Chapter 9

HANNAH

Iwake up in a room that belongs in an architectural magazine.

Everything is clean lines and muted colors from the gray silk curtains to the black furniture.

It's beautiful in that soulless, expensive way that screams interior designer rather than human inhabitant.

A beautiful black and white shag rug marks the sitting area in front of the fireplace, with another near the bed. The room is opulent and truly stunning.

The bed is enormous and ridiculously comfortable, which only makes me more annoyed.

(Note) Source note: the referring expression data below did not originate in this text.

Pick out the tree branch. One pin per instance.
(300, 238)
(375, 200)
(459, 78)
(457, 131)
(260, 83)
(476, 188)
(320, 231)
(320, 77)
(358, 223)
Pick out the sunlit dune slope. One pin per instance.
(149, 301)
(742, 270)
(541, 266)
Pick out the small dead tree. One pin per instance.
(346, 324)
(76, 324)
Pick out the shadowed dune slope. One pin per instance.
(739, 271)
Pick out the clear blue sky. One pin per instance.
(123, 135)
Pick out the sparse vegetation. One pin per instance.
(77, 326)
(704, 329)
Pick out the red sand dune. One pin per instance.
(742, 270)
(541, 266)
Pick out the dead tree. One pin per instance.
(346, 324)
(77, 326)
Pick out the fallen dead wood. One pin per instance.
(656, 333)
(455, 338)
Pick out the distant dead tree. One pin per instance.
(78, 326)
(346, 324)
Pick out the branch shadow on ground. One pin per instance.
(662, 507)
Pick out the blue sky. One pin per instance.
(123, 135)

I don't want to be comfortable here. I don't want to sleep well in my gilded prison or appreciate the thread count of these sheets.

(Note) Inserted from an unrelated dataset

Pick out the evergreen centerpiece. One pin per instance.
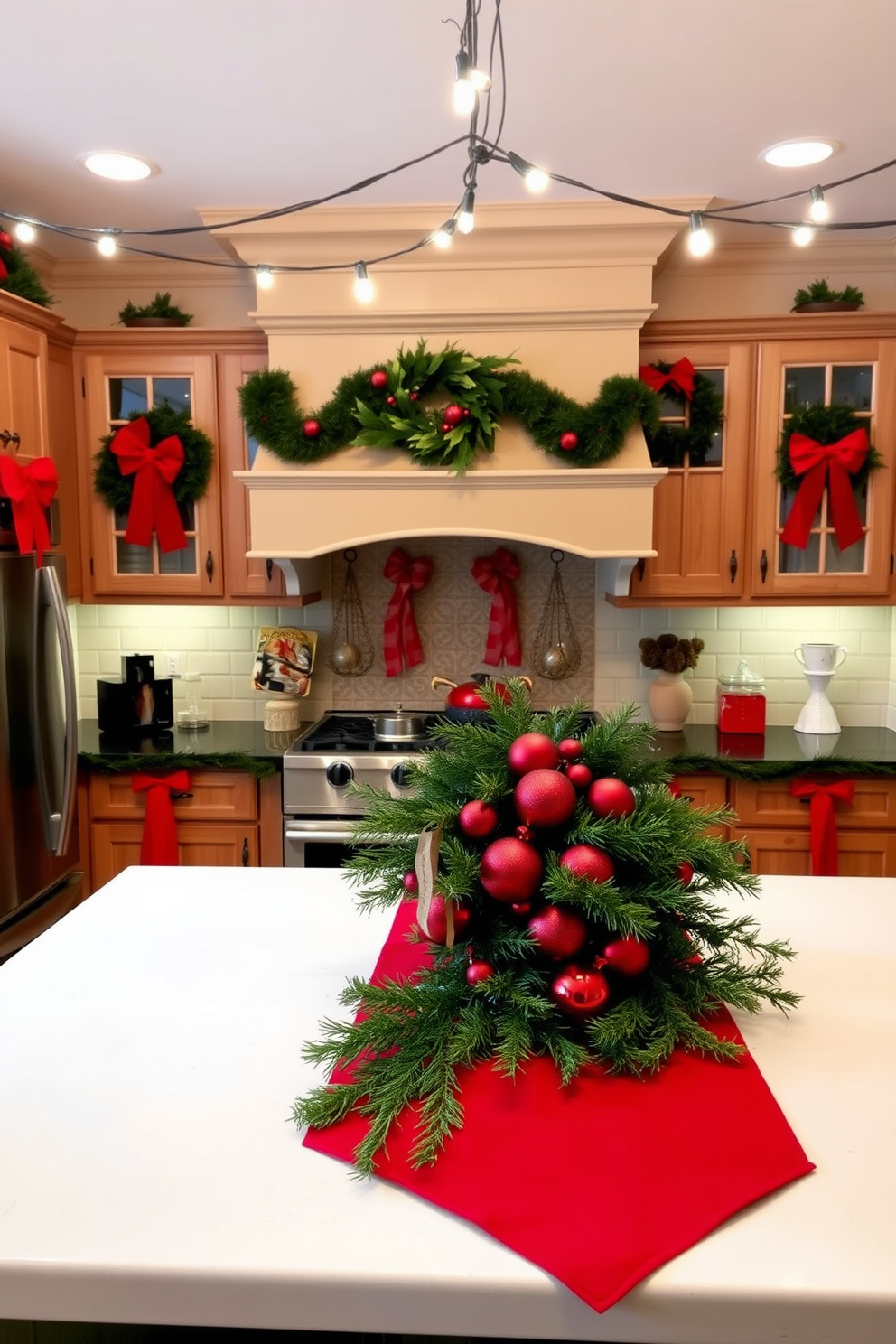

I turn to check the time and frown when I see a folded piece of paper with my name written in bold, masculine handwriting.

“What the hell?”

When had that been put there?

My stomach clenches as I unfold it.

House Rules For your safety and the safety of others

1. You are not permitted to leave the estate grounds without escort

2. No phone calls, emails, or outside communication without permission

3. All meals will be provided—do not enter the kitchen unsupervised

4. Certain areas of the house are off-limits (marked clearly)

5. Staff have been instructed not to assist with communication or transportation

6. Cooperation ensures everyone's wellbeing

The bottom is signed with a simple "D" in that same confident script.

I stare at the list, fury building in my chest like a pressure cooker about to explode. This isn't protection—it's imprisonment with better thread count.

But the fury is quickly replaced by a wave of nausea that has nothing to do with anger and everything to do with the secret I'm carrying. I press a hand to my stomach and breathe in through my nose.

I need to tell him.

The thought hits me like a freight train. Dante has a right to know he's going to be a father again. Maybe if I tell him about the baby, he'll let me go. Maybe he'll realize that keeping me here puts his unborn child at risk too.

Or maybe he'll see it as even more leverage to use against my father.

The idea of lying crosses my mind—tell him I'm pregnant with another man's baby, make myself less valuable as a bargaining chip. But the thought dies before it's fully formed. Dante isn't stupid, and if he finds out I lied about something this important, I have no idea how he would react.

A man who can order someone's death probably doesn't take deception well.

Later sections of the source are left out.